We just shipped browser-act CLI — browser automation without writing code

#opensource #webdev #cli #automation

We built BrowserAct because we kept running into the same wall: every time we needed to automate something in a browser, we had to start a whole project.

npm init -y
npm install playwright
npx playwright install chromium
# ... now write 25 lines of async/await just to load a page

That's fine when you're building a test suite. Most of the time, you just want to grab a page's content, click something, or take a screenshot — from the terminal, in 30 seconds.

So we built browser-act CLI. Browser automation as terminal commands. No code, no project setup, no framework.

What it looks like

This is a real run. Three commands against Hacker News:

browser-act --session s1 navigate "https://news.ycombinator.com"
browser-act --session s1 wait stable
browser-act --session s1 get markdown

Full page extracted as clean structured markdown — 3 commands, no code written.
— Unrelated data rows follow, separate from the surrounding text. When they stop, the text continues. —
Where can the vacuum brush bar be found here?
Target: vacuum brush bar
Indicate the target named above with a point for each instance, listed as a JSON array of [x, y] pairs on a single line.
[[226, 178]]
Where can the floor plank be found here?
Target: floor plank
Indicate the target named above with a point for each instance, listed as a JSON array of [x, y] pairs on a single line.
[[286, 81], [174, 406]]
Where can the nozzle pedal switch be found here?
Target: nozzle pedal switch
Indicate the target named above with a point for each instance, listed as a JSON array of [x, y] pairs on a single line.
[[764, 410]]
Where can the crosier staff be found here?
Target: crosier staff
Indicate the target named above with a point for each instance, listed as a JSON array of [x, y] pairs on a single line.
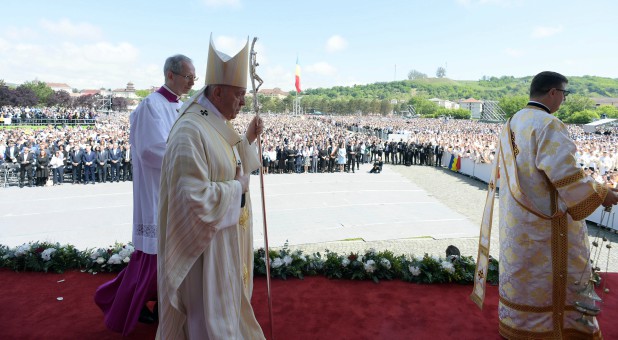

Output: 15,547 characters of clean markdown from 78,320 chars of raw HTML. browser-act automatically strips ads, nav bars, and irrelevant noise.

Why not just use Playwright?

Playwright's getting started page: npm init, install, then download ~400MB of browser binaries — before a single line of automation.

	Playwright / Puppeteer	browser-act CLI
First-time setup	npm init + install + ~400MB browser download	`npx skills add browser-act/skills --skill browser-act` — once, global
Navigate + extract content	~25 lines of async/await boilerplate	3 commands
Session state	Manual context management in every script	`--session` persists automatically between commands
Shell integration	Requires Node.js or Python runtime	Pipe output directly to `grep` / `jq` / anything

Playwright is still the right choice for full E2E test suites with parallel workers, trace viewers, and CI pipelines. browser-act CLI is for everything else.

Get started

Install once:

npx skills add browser-act/skills --skill browser-act

Core commands:

# Open a page and extract its content
browser-act --session s1 navigate "https://example.com"
browser-act --session s1 wait stable
browser-act --session s1 get markdown      # clean text output
browser-act --session s1 get html          # raw HTML

# Interact
browser-act --session s1 click 3           # click element by index
browser-act --session s1 input 2 "query"   # fill a field
browser-act --session s1 keys "Enter"

# Capture
browser-act --session s1 screenshot ./out.png

# Stealth mode (bypasses bot detection)
browser-act --session s1 browser list      # pick a stealth profile

Sessions persist between commands — build multi-step automations in shell scripts without managing state yourself.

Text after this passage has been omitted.